As the Marriage Editor at The Good Men Project, I’m looking for someone to blog for me weekly on the subject of Masculinity and Marriage. There’s no pay, but you’d reach a huge audience, and if you’re witty enough you’d become an internet sensation. If you feel like this is something you’re interested in, I’d love to hear from you.

I’m looking for two people.

1.) Ideally, I’d like the first writer to be a man currently in a healthy marriage. You’d have an interesting, witty or ironic (even absurd) way of looking at the day-to-day affairs of a married man. When do you get horny (and what is the result)? When do you get exhausted? How do you deal with the demands life throws at you? Why do you stay in love with the same woman? What happens when you and your male friends, married or not, spend time without women? What happens when you spend time with your wife’s friends? When do you find time for yourself? Etcetera.

Plenty of men are in healthy marriages, and loads of men make great husbands. That narrative, however, gets crushed because it’s “not interesting”. Of course, it’s a fascinating narrative, and it needs to be shared.

2.) Ideally, I’d like for the second writer to be a marriage counselor. I’m interested in what men come to complain about to a counselor and how their concerns can be resolved, if at all. From what I’m able to tell, men, even those in healthy marriages, feel isolated and quieted. How can a counselor deal with this? This would not be an advice column, not necessarily. I envision these posts more as meditations on difficulties, needs, conflicts and resolutions.

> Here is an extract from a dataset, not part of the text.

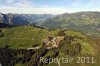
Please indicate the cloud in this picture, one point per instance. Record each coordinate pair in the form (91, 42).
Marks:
(33, 10)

3.) I’m also very interested in a divorce attorney who might blog on the conflicts men face when getting divorced, how the law affects men and how anything might be changing. Stories from a legal point of view about both amicable and shitstorm divorces would be most welcome.

What am I not looking for?

Anyone with an absolute position. Anyone with an axe to grind. Anyone with a victim mentality. (Or similar types of complexes.)